While all sizes and types of business can benefit from Horizon 2020, we’re putting the spotlight on innovative SMEs that want to both develop nationally and spread their wings internationally.
Research and innovation for SMEs are promoted across Horizon 2020 as a whole, but we are also introducing a new instrument that is adapted to their specific needs.
This will allow single SMEs to receive small, simple grants for highly innovative projects.
The new dedicated SME instrument will fill gaps in funding for early-stage, high-risk research and innovation by SMEs and help stimulate breakthrough innovations.
These are just some of the opportunities offered by Horizon 2020. Make no mistake; competition for Horizon 2020 funding will be fierce, especially since there is still such pressure on national research budgets.
But coming from such a strong position, what is the added value – for both Switzerland and the EU – of Swiss participation in Horizon 2020?
I have mentioned just some of the opportunities available and you will hear much more detail over the coming days.

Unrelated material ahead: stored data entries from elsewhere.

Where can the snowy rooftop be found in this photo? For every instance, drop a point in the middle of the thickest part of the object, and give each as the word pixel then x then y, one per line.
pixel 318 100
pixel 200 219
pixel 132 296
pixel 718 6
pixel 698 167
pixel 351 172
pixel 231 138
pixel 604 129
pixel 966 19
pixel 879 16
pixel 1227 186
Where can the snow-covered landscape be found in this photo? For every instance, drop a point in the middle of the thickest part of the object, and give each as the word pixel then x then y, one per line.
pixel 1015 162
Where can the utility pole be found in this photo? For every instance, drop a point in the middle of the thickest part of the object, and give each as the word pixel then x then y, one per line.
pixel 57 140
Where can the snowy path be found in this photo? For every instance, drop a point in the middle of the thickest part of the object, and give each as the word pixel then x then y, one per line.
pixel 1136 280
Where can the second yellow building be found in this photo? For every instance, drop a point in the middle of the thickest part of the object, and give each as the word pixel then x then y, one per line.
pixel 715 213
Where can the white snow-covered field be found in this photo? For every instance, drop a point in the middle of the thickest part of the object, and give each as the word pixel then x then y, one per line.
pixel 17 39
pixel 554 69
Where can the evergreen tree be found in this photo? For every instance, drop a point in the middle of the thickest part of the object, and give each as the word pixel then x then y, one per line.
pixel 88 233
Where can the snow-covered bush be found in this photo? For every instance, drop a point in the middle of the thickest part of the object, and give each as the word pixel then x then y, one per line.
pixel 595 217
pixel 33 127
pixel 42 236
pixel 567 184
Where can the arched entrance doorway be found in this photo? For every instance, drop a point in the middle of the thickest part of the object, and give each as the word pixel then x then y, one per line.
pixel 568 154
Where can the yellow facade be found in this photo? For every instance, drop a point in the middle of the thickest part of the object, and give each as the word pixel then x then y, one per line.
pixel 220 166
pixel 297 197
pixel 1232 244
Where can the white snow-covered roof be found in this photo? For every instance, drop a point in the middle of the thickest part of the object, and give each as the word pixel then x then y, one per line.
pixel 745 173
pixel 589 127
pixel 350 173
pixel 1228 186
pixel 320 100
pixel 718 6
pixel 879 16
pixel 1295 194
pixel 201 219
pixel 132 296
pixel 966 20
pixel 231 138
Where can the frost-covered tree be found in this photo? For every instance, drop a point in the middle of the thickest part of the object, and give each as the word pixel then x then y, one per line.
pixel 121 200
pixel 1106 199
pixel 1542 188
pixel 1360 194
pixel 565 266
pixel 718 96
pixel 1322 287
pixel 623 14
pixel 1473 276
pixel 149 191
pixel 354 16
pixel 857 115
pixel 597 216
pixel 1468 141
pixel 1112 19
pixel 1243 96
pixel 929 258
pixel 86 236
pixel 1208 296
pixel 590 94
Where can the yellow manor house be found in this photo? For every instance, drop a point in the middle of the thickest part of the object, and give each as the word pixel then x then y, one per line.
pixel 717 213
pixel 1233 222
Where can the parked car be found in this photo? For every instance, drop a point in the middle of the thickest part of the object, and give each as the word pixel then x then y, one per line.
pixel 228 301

But there are many more reasons why I think Horizon 2020 will be a very good fit for Switzerland.
In fact the reasons are similar to those for the highest performing EU Member States. Participation in major international research projects, networks and infrastructures – as offered by Horizon 2020 – can help maintain Switzerland’s position as a prime location for higher education, research and innovation.
And although Switzerland is not a member of the EU, we all face very similar societal challenges that we can’t tackle alone. So it’s only logical, and a better use of scarce resources, to pool our knowledge to tackle them.
CERN is a very obvious example of the benefits to science of international partnership.
Participation in the framework programmes provides experience and contacts as well as funding.
So how should researchers and innovators in Switzerland get started?
You start from a very strong base. Under the 7th Framework Programme, participants from Switzerland have drawn down over 1.8 billion Euro of EU research funding. You have been most successful in the areas of the ERC and Marie Skłodowska-Curie actions, ICT, Health, Research Infrastructures and Nanosciences, Nanotechnologies, Materials and New Production Technologies.
Capitalise on this experience and build on your potential in these areas, while striving to maximise opportunities in new areas of research and innovation.
For example, there is perhaps room for improvement in the fields of energy and environment, where Switzerland has not fully converted its scientific strengths into participation in EU-funded projects.
Smaller research institutions, like Universities of Applied Sciences, could also increase their participation rate.
I have no doubt that Swiss partners will be very active participants in the Horizon 2020. The programme has got off to a flying start.
The first calls for proposals were published in December and over the next two years we will channel more than 15 billion Euro to the best ideas that Europe has to offer.
All the information you need can be easily found at our new participants’ portal.
I fully expect Switzerland to become an associated country to Horizon 2020 in time for the signature of the first grant agreements under Horizon 2020 in the Autumn. I know that the Swiss government is equally committed to this goal and I believe that we are fully on track. In the meantime the Commission will treat all applications from Switzerland on an equal basis as those from Member States, including for the eligibility of applicants and for the evaluation of proposals.
So, today, I am calling on Switzerland’s researchers and universities, its businesses big and small, its academics and its innovators: get involved!
Find out how to participate, build on your contacts with your peers in the rest of Europe, and don’t be afraid to think big, because Horizon 2020 is about big opportunities and big results.
Step up to the challenge, find the opportunities and reap the rewards of Horizon 2020!